Oleh: Peter Tukan
KETIKA Timor Timur (kini Negara Timor Leste) masih bersama Indonesia sebagai sebuah provinsi, Remexio merupakan sebuah kecamatan (atau di Papua disebut Distrik). Pada Juni 1994 Remexio dilanda konflik beraroma agama, berupa penodaan inti ajaran iman Katolik. Sedangkan Hitadipa merupakan sebuah distrik di Kabupaten Intan Jaya, Provinsi Papua dalam Negara Kesatuan Republik Indonesia yang pada September 2020 dilanda konflik bernuansa agama dengan tertembaknya Ketua Klasis Daerah Gereja Kemah Injil Indonesia (GKII) Pdt. Yeremia Zanambani,S.Th.
Dua peristiwa ini walaupun masyarakat, tempat dan waktunya berbeda, namun kedua konflik di dua wilayah itu bersentuhan langsung pada rasa keagamaan umat beragama setempat, dimana di Remexio terusik rasa keagamaan umat Katolik, sedangkan di Hitadipa terusik rasa keagamaan jemaat Protestan GKII.
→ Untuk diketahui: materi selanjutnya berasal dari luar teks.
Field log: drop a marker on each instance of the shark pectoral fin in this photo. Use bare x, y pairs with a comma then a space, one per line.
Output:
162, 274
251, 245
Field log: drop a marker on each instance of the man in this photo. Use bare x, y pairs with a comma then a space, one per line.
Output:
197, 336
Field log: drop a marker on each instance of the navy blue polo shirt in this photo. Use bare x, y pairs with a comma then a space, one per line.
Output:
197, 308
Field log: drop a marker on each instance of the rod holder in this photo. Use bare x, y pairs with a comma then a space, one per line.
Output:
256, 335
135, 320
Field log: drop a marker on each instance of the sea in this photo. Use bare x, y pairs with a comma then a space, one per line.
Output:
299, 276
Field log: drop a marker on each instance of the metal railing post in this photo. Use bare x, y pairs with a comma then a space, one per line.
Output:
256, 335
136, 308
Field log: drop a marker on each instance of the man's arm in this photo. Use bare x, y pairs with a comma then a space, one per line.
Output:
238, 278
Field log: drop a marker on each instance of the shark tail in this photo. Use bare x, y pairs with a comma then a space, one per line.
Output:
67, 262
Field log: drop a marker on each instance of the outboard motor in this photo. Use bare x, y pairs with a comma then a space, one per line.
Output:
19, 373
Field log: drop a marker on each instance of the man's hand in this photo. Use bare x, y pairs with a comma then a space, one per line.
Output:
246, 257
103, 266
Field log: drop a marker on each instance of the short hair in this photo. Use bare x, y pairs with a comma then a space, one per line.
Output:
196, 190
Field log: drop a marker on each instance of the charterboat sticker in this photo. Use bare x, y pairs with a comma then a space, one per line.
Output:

Rasa agama adalah perasaan, tindakan dan pengalaman seseorang (kelompok orang) dalam batinnya, sejauh orang tersebut dapat memahami dirinya untuk tetap menjalankan pengalaman yang bersifat ketuhanan ( William James, Pakar Psikologi Agama). Rasa agama memiliki dimensi sosial (social commitment sejauh pemeluk agama itu terlibat dalam relasi dengan sesamanya. (alfinahmad.blogspot.com).
Peristiwa Remexio
Konflik di Remexcio berawal dari dalam rumah ibadah. Pada Minggu,28 Juni 1994, umat Katolik setempat menggelar ibadah (Misa). Dua prajurit TNI AD dari satuan Zeni Konstruksi (Zikon) yang bukan beragama Katolik ikut berbaur bersama umat menghadiri perayaan Misa dalam gereja Sao Jose Remexio.
Ketika umat mulai mengikuti salah satu bagian sakral dari perayaan Misa yakni Komuni Kudus – menyambut dengan penuh khusuk dan hormat Hostia Kudus (Hostia adalah roti bulat tipis berwarna putih, yang menjadi salah satu unsur terpenting dan sakral dalam ibadah/perjamuan kudus umat Katolik. Setelah terjadi perubahan hakekat atau transsubstantio, Hostia ini diimani sebagai Tubuh Kristus - tanda kehadiran Yesus Kristus) dua prajurit ini pun ikut menerimanya dari tangan Pastor dan membawa Hostia itu sampai ke luar rumah ibadah dan membuang Hostia dari genggaman tangannya. Inilah “kekonyolan” kedua anggota Zeni tersebut.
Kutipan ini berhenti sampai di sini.